That was quite a lot of code, so I don't think I'll cover all of it, but lets start from the top:

• Add from __future__ import division – Just to make sure that your integer divisions doesn't produce a float here and there
• Comments are supposed to be """docstrings""" – You have seemingly good comments, but they should be docstrings on the first line after the function definitions instead of hash-comments in front
• Use list comprehension instead of map for trim_lines – List comprehension tends to be easier to read and maintain. Read accepted answer on Python List Comprehension vs. Map, and see code suggestion below:

def trim_lines2(texts):
"Remove leading and trailing whitespace from all lines."

return [text.strip() for text in texts]

• _In arrayprint(): Simplify print calls, if possible – Even though only one line, it is really hard to read. Here are two variants, where I think I prefer the last one:

def arrayprint_v3(array, width):
row_length = len(array[0])
col_format = '{{:>{}}}'.format(width)
for row in array:
print((col_format*row_length).format(*row))

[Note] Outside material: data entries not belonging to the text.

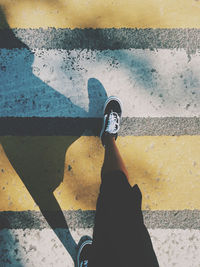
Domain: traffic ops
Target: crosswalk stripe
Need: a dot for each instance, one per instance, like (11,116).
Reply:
(102,14)
(169,126)
(62,83)
(101,39)
(43,248)
(158,219)
(166,168)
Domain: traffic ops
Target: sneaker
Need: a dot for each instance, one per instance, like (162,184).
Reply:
(84,249)
(112,118)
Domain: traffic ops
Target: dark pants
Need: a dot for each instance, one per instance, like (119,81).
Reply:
(120,238)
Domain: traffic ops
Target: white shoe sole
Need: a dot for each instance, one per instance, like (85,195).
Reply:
(107,101)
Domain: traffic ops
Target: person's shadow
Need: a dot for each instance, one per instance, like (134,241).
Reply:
(39,160)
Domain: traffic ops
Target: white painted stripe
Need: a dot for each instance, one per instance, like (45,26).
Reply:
(163,83)
(42,247)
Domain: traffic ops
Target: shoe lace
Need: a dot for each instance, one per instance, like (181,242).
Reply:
(113,123)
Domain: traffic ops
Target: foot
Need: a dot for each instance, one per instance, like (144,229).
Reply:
(112,118)
(84,248)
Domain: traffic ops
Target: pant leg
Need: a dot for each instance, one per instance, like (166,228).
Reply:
(120,237)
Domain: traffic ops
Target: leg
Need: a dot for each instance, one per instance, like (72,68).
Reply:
(112,159)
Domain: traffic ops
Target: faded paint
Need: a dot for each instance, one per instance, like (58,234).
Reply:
(51,83)
(43,248)
(167,170)
(102,13)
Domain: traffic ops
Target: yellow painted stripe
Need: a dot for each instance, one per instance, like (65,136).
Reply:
(102,13)
(166,168)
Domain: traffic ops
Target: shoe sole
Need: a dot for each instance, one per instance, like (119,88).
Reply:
(107,101)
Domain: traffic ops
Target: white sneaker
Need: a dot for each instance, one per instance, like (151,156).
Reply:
(112,118)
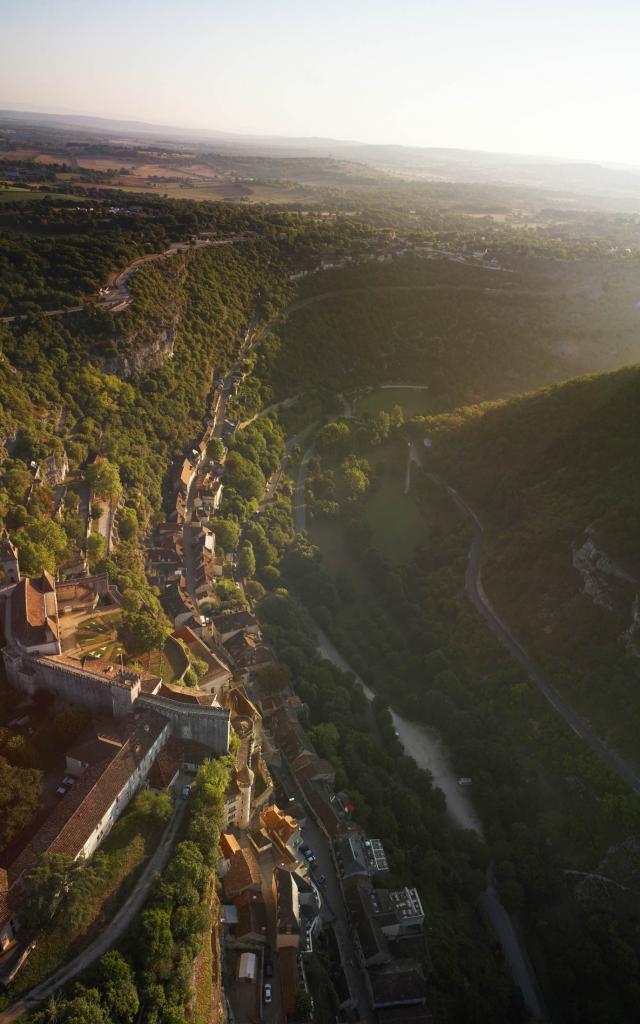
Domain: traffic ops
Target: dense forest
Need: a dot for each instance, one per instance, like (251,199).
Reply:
(554,477)
(466,332)
(547,473)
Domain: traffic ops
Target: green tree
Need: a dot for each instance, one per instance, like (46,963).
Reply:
(19,799)
(334,439)
(128,524)
(226,534)
(45,887)
(215,450)
(96,546)
(118,987)
(189,678)
(326,738)
(103,478)
(68,724)
(147,632)
(247,560)
(83,1008)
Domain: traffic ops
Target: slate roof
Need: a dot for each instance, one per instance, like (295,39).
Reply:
(34,611)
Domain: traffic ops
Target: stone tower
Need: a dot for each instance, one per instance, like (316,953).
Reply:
(8,560)
(245,784)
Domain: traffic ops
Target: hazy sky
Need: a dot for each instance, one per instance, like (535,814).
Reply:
(552,77)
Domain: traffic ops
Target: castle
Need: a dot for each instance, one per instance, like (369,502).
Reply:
(34,616)
(142,731)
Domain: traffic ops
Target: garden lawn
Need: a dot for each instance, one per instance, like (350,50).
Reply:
(395,521)
(412,401)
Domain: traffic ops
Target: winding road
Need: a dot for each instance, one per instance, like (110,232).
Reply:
(475,591)
(119,297)
(426,748)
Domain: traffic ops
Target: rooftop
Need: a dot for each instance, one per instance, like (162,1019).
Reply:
(34,611)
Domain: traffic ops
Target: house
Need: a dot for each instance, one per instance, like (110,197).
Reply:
(249,651)
(398,984)
(283,829)
(33,625)
(359,856)
(243,875)
(118,767)
(371,943)
(251,925)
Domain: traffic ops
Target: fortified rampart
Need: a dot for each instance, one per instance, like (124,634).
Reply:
(207,725)
(74,685)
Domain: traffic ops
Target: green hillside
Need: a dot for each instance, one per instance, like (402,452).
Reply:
(555,479)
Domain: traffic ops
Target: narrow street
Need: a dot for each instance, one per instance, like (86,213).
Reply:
(334,909)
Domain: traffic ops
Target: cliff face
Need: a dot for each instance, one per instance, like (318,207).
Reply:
(147,355)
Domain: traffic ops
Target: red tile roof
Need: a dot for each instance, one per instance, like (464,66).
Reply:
(243,873)
(76,817)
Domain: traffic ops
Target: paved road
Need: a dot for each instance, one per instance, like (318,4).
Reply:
(475,591)
(299,507)
(112,932)
(425,747)
(119,296)
(334,909)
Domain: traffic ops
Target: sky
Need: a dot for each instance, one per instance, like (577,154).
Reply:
(558,79)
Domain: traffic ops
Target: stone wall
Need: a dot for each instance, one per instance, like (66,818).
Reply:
(72,685)
(207,725)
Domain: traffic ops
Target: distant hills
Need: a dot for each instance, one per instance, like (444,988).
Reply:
(598,179)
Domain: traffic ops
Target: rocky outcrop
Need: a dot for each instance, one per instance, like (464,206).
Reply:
(143,357)
(609,586)
(601,577)
(54,468)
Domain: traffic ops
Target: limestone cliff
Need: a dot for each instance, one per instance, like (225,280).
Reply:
(150,354)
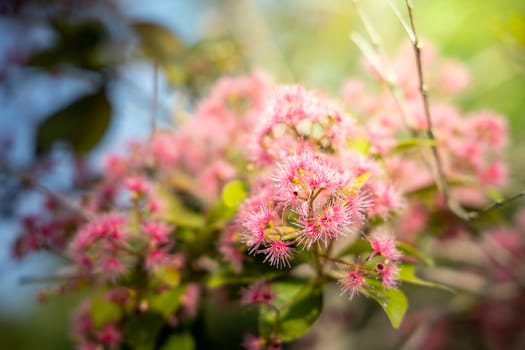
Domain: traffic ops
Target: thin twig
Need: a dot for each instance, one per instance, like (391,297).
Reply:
(63,201)
(495,205)
(154,101)
(412,34)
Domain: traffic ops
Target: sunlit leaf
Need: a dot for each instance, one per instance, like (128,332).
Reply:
(104,311)
(407,249)
(412,143)
(167,302)
(234,193)
(392,300)
(181,341)
(299,303)
(164,47)
(407,273)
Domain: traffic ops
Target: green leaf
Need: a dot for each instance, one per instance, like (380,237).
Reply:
(164,47)
(167,302)
(82,124)
(104,311)
(407,274)
(181,341)
(176,213)
(392,300)
(407,249)
(412,143)
(299,303)
(361,145)
(142,330)
(234,193)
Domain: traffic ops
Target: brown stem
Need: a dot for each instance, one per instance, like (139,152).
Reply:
(495,205)
(63,201)
(442,183)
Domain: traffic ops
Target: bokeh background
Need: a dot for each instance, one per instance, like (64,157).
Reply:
(85,73)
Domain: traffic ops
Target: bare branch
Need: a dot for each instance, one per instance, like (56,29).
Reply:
(63,201)
(412,34)
(154,101)
(495,205)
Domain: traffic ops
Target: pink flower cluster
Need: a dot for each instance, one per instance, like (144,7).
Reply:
(381,264)
(313,187)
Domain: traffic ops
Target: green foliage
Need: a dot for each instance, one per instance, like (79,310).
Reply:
(164,47)
(392,300)
(81,124)
(180,341)
(167,302)
(234,193)
(104,311)
(407,273)
(142,330)
(406,145)
(299,303)
(176,212)
(410,250)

def arrayprint_v3(array, width):
row_length = len(array[0])

for row in array:
print ''.join('{0:>{1}}'.format(col, width) for col in row)

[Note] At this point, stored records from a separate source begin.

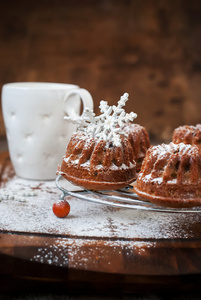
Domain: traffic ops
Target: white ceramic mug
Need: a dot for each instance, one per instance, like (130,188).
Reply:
(37,133)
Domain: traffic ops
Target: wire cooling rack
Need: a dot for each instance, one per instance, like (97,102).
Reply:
(123,198)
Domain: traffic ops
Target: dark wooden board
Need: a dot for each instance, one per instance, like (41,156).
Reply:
(95,244)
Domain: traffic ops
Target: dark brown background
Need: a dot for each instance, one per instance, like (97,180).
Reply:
(148,48)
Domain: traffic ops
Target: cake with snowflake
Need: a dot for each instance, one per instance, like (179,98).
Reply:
(99,155)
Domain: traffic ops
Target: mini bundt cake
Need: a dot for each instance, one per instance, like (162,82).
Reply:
(100,156)
(139,139)
(97,164)
(171,175)
(187,134)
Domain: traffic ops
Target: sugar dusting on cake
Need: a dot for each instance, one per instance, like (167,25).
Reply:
(108,125)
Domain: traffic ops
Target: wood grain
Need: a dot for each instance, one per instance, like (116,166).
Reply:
(149,49)
(126,264)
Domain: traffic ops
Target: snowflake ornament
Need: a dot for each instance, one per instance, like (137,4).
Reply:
(108,125)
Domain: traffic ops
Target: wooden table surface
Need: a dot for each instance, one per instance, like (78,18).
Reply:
(96,245)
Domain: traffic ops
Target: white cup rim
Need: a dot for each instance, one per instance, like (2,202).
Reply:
(40,85)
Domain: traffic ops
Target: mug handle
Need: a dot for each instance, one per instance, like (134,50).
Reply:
(85,97)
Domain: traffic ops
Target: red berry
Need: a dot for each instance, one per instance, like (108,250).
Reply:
(61,208)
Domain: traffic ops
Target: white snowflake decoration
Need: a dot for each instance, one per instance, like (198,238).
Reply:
(108,126)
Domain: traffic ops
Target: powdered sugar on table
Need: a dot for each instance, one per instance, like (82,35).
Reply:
(26,206)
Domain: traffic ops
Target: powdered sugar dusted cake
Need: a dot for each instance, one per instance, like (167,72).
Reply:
(100,156)
(171,175)
(187,134)
(139,139)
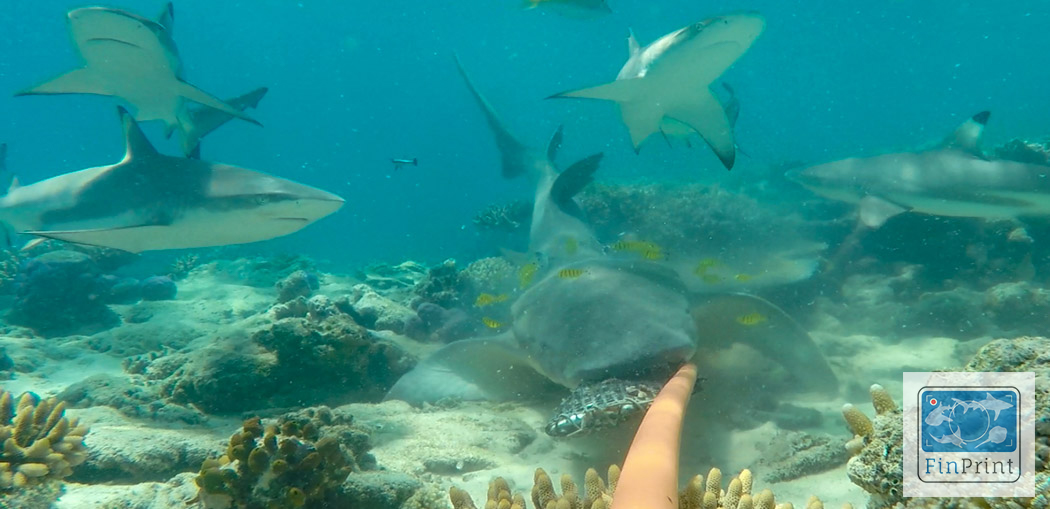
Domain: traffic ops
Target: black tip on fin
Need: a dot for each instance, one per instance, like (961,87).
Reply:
(574,178)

• Use with ... for reading files – See http://www.dotnetperls.com/file-python, which explains why it is better to use with ... instead of ordinary try...except when reading files

• What the duplicate in testall? – I'm not sure I understand what's happening in your testall as you seem to confuscate the original reduce(map(...)) with an extra lambda call?!? Can surely be more readable, and most likely a lot shorter... Shorter version all(map(predicate, list))
• Try out the divmod() function – Try the following on for size: div, mod = divmod(k-1, 3)
• Switch to a one-dimensional sudoku array, using index function – You have loads of double loops, and double indexing and inplace calculation to address a given sudoku field. This could be simplified greatly if you switch to a one-dimensional array, and having a function doing transforming from 2D to 1D. The logic is a little bit to confusing, so I might be wrong, but here is some code trying to illustrating simplifications which should be available:

# Replace
i = index / 3
j = index % 3
for k in xrange(0,3):
for l in xrange(0,3):
field[3*i+k][3*j+l] = combine(field[3*i+k][3*j+l],
newvals[3*k+l])
# with something like
for i in xrange(9):
field[index][i] = combine(field[index][i], newvals[i])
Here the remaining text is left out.